チョウザメの減少を補うことに期待がかかる=Getty Images/Fotobank
日本に輸出する「ロシア・キャビア・ハウス」の経営者、アレクサンドル・ノビコフ氏は、ロシアNOWにこう意気込みを語った。「日本人は海産物の本当の通で、キャビアの選択にも特別のこだわりを持っています。でも、うちの製品の質は彼らを満足させることができました。だから、数あるロシアの生産者の中でうちが選ばれたわけです」。
養殖キャビアだけ
現在、ロシアでは、養魚場で採れるキャビアの販売しか正式に許可されていない。そうした養魚場の数は増えており、現在、国内では3つの養魚場がフル操業し、近年中にはその数は8ないし9になる。

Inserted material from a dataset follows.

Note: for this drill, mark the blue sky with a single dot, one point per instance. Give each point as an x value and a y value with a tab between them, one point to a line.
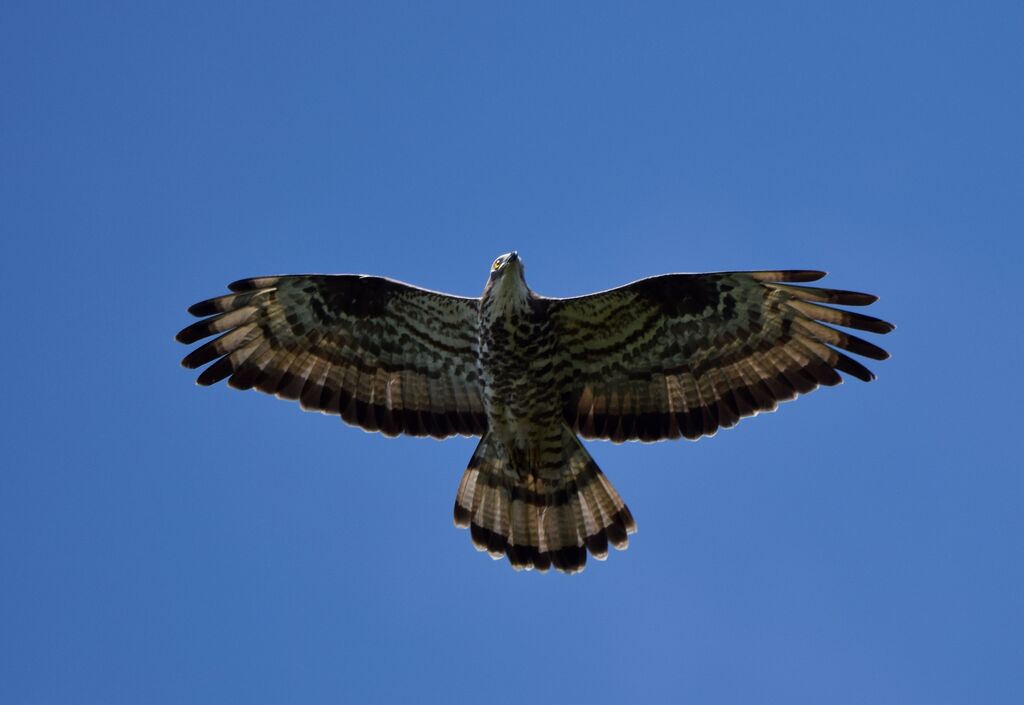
163	543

養殖キャビアをロシアから持ち出せる量は、一定量に制限されている。連邦税関局の資料によれば1人当たり250グラムまでだ 。税関では経済発展省および海産物の取引を管理している政府の許可証を含む一括文書を提出する必要があり、そうした文書は合法的な販売業者のもとにのみある。この他、2010年10月からは養魚場のチョウザメから採れたキャビアを空港の免税店において無許可で購入できるようになった。ノビコフ氏によると、許容量以上のキャビアの購入を誰も禁止できないため、税関は長い間それに反対していたという。
ひたすら減り続ける天然チョウザメ
チョウザメの捕獲は1957年から正式に禁止され、1983年からは研究目的でおよそ50トンのみの捕獲が許可されている。調査用の魚と魚卵は販売に回されていたが、2008年以降、研究後はすべて廃棄処分されるようになった。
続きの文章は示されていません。